STBTC, a subsidiary of BioBridge Global, is the first civilian blood center in the United States to receive a supplemental approval to produce cold-stored platelets for use in treating actively bleeding patients through day 14 of storage when conventional platelet products are unavailable, or their use is not practical.
Under current practices, platelets are stored at room temperature and have a shelf life of five or seven days, with the first 48 hours of that time typically required for testing and distribution to hospitals. With this new process, platelets are refrigerated within two hours of collection, which extends their viability to 14 days for the treatment of actively bleeding patients when conventional platelets are not available, or their use is not practical. The cold-stored platelets manufactured under this process are intended only to treat bleeding, and are not indicated to prevent bleeding in patients with low platelet counts, such as cancer patients.
“We believe this new process will increase availability of platelets for the treatment of actively bleeding patients when conventional platelets are not available or their use is not practical.” said STBTC Chief Operating Officer Elizabeth Waltman. “It also helps to keep platelets available to rural critical access hospitals so they can treat actively bleeding patients when conventional platelet products are unavailable, or their use is not practical.”
STBTC serves hospitals and clinics in 48 Texas counties, covering thousands of square miles.
Platelets are the blood component that begins the process of healing a break in blood vessels and often are transfused in cases of extreme bleeding. For example, hemorrhage is the single largest cause of pregnancy/delivery deaths in the United States, according to statistics compiled by the Centers for Disease Control and Prevention.
Public, private and military collaborators, as well as medical device manufacturers, continue to study the use of cold stored platelets.
The U.S. military and other researchers who are part of the THOR (Trauma Hemostasis & Oxygenation Research) group brought the process to light. The Mayo Clinic in Rochester, Minnesota, has also produced and transfused cold stored platelets stored for up to three days for the treatment of actively bleeding patients. Last year, the military received an FDA variance to produce 14-day cold-stored platelets for the treatment of actively bleeding patients when conventional platelets are not available, or their use is not practical. The STBTC licensed 14-day cold-stored platelets are approved for collection on the Trima Accel Automated Blood Collection System from Terumo BCT.

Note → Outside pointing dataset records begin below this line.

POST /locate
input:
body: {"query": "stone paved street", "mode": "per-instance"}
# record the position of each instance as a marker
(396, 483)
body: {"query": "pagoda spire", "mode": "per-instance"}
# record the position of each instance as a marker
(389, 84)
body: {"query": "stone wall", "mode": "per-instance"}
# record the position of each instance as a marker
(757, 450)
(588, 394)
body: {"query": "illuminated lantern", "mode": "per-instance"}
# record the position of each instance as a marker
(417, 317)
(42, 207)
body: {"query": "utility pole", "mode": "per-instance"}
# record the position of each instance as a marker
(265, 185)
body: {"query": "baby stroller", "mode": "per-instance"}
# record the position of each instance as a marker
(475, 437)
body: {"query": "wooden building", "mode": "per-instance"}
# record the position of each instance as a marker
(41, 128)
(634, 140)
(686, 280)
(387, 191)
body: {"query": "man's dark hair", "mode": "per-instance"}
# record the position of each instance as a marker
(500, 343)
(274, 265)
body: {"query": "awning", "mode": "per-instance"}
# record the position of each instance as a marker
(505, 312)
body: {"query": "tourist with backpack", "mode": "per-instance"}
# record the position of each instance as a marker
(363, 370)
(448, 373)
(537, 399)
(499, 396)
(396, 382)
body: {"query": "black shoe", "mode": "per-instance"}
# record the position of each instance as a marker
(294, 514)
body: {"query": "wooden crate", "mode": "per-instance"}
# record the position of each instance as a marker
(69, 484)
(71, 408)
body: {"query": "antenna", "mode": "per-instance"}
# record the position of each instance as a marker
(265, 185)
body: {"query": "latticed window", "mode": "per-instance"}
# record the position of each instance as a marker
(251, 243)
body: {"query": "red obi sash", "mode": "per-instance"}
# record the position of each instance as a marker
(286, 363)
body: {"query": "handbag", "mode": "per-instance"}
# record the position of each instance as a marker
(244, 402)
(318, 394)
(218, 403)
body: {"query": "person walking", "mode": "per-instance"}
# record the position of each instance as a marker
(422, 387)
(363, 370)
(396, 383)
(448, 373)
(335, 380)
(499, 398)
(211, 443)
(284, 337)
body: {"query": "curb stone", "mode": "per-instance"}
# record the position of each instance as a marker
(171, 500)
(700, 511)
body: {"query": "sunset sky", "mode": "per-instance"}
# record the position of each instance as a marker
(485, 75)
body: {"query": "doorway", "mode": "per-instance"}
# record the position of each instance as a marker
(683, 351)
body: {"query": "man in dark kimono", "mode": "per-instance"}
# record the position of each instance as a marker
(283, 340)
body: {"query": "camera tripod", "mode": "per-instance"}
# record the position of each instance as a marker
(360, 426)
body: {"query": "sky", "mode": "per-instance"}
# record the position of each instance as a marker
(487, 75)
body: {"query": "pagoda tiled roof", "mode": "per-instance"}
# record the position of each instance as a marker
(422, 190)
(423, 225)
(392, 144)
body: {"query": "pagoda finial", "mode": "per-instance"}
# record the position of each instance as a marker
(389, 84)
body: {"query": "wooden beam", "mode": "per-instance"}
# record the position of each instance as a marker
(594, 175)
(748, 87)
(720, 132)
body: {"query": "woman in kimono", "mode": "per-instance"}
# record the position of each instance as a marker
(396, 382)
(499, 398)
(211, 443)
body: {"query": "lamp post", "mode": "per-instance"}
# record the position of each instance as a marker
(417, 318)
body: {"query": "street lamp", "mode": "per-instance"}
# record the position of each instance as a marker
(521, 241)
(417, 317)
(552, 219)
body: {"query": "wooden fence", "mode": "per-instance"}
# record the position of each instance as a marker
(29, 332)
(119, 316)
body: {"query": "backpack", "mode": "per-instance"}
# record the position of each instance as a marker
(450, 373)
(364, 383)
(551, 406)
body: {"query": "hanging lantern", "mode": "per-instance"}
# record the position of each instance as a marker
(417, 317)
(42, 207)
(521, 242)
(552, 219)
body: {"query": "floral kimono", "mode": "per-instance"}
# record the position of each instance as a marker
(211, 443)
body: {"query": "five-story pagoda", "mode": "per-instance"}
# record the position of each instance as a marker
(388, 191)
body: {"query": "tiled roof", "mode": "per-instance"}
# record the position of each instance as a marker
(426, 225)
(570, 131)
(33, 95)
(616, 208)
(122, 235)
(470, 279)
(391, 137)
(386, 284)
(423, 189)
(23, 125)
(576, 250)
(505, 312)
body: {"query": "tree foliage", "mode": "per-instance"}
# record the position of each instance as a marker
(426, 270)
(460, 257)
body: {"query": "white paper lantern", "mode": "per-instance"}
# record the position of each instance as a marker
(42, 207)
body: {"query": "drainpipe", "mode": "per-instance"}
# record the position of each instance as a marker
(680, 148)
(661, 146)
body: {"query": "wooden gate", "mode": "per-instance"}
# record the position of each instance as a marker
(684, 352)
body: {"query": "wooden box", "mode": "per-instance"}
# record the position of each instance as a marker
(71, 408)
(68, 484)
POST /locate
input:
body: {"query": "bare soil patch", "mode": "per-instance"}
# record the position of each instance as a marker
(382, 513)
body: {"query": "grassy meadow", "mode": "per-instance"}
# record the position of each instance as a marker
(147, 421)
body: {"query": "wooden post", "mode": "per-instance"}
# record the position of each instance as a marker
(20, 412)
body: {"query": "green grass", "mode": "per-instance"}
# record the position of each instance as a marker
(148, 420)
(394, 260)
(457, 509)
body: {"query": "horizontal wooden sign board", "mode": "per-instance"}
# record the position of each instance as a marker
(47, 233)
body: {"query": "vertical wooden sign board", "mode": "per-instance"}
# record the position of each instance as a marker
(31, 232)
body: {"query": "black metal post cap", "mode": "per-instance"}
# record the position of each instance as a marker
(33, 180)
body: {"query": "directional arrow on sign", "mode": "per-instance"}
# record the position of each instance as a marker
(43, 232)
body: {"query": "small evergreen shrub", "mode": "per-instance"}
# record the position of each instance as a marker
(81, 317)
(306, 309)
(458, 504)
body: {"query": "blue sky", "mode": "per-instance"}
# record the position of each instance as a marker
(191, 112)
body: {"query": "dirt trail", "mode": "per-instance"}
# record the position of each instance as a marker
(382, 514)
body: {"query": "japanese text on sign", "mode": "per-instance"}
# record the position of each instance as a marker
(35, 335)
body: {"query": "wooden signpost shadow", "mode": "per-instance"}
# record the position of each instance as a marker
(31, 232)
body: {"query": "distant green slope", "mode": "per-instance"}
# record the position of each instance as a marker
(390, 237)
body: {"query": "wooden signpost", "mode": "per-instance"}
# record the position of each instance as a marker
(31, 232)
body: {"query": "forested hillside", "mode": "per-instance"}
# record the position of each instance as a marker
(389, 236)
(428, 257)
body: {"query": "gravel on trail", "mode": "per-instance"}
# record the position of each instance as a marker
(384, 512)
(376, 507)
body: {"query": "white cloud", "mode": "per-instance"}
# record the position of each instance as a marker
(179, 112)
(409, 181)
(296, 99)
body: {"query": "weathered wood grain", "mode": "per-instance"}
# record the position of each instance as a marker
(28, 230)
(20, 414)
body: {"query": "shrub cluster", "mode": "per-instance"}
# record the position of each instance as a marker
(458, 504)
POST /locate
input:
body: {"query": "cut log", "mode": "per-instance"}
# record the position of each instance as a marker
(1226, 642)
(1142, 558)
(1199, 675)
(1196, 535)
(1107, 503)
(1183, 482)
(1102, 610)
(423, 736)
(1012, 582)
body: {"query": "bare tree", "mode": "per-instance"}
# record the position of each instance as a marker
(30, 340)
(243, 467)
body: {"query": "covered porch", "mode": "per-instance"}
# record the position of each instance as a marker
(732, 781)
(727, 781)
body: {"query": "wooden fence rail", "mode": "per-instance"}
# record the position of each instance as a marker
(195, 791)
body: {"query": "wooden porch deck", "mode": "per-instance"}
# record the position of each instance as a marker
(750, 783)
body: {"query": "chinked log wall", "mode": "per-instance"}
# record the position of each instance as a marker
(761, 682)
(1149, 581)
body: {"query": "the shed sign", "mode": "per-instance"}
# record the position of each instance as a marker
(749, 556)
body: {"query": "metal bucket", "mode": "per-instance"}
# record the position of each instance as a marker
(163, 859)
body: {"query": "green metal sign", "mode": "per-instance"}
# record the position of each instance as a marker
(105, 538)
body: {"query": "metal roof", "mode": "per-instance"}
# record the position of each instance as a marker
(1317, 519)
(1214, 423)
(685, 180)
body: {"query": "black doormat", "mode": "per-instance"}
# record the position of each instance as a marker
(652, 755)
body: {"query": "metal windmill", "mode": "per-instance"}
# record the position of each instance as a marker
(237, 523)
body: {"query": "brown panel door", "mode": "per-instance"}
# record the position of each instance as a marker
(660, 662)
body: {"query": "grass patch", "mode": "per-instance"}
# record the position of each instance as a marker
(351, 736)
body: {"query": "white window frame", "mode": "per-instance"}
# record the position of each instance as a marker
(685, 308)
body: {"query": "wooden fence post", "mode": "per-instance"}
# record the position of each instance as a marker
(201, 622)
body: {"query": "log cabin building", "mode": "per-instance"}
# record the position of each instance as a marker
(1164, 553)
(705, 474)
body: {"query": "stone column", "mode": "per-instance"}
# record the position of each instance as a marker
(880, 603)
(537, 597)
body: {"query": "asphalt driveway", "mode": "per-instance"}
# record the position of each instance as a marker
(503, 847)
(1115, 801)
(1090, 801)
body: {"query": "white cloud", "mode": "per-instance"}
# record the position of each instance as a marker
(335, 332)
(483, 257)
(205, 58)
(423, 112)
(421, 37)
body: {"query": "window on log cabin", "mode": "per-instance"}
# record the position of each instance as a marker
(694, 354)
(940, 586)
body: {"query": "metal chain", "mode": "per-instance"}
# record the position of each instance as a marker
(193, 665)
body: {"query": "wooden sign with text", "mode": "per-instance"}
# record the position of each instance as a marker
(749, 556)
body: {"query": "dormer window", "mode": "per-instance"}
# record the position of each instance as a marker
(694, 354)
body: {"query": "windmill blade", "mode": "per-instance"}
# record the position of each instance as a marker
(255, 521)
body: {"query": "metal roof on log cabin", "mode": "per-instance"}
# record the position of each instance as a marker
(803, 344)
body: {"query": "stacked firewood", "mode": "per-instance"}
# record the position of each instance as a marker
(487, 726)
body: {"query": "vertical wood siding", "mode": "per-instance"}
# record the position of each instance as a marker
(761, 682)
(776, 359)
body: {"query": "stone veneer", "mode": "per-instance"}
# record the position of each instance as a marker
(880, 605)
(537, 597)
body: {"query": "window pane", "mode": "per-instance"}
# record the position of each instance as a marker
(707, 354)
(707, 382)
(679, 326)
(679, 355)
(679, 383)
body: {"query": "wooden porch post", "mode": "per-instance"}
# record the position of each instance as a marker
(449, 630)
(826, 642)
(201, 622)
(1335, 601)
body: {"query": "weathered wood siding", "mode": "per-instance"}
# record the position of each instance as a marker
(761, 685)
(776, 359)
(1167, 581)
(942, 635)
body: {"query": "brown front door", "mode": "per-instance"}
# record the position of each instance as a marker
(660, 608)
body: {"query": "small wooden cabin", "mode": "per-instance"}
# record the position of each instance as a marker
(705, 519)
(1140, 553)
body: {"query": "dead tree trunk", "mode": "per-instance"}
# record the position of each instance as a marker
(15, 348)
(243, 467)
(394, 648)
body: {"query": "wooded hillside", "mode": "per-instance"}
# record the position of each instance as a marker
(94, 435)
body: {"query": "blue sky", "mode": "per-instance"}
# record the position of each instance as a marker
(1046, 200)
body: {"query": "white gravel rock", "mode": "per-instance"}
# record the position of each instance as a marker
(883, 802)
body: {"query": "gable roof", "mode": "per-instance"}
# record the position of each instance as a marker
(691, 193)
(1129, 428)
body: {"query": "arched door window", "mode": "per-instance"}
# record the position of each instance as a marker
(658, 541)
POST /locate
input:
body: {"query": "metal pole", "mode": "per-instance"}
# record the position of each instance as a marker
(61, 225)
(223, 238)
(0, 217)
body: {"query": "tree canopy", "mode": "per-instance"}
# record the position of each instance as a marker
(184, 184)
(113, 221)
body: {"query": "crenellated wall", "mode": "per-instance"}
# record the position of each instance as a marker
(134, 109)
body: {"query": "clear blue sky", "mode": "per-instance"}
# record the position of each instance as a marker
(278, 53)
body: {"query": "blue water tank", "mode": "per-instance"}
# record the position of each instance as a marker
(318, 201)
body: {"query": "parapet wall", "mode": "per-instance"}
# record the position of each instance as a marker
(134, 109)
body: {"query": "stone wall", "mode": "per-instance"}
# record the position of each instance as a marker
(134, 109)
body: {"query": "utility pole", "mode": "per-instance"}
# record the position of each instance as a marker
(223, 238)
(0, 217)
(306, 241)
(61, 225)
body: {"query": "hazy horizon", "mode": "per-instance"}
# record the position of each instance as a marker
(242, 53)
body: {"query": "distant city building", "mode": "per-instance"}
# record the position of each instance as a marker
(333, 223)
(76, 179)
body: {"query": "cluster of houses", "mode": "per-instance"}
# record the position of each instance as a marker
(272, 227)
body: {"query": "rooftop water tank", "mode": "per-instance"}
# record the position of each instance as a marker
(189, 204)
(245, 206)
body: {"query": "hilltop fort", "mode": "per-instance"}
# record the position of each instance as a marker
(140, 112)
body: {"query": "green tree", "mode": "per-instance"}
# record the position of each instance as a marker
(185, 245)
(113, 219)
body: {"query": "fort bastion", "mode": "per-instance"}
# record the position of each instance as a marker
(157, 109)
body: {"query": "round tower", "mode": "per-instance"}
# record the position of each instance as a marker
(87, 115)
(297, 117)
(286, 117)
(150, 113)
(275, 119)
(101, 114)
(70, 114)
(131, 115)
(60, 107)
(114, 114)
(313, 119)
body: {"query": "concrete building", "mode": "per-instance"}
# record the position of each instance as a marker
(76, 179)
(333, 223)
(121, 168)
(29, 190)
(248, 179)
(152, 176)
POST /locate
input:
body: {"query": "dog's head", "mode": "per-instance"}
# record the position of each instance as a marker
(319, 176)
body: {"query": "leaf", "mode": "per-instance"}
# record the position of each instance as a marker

“Without the vision and assistance of all our collaborators, we would not have been able to achieve this transfusion medicine milestone,” Waltman said. “Within the next few months we expect to begin providing cold-stored platelets for actively bleeding patients when we are not able to meet such orders with conventional platelets .”
Donors are critical to making sure there are enough platelets and other blood components available for patients, she said.
“The growing need for platelets, combined with more regular blood shortages across the U.S., means we can’t bring the benefit of these breakthroughs to the hospitals we serve without more donors,” Waltman said.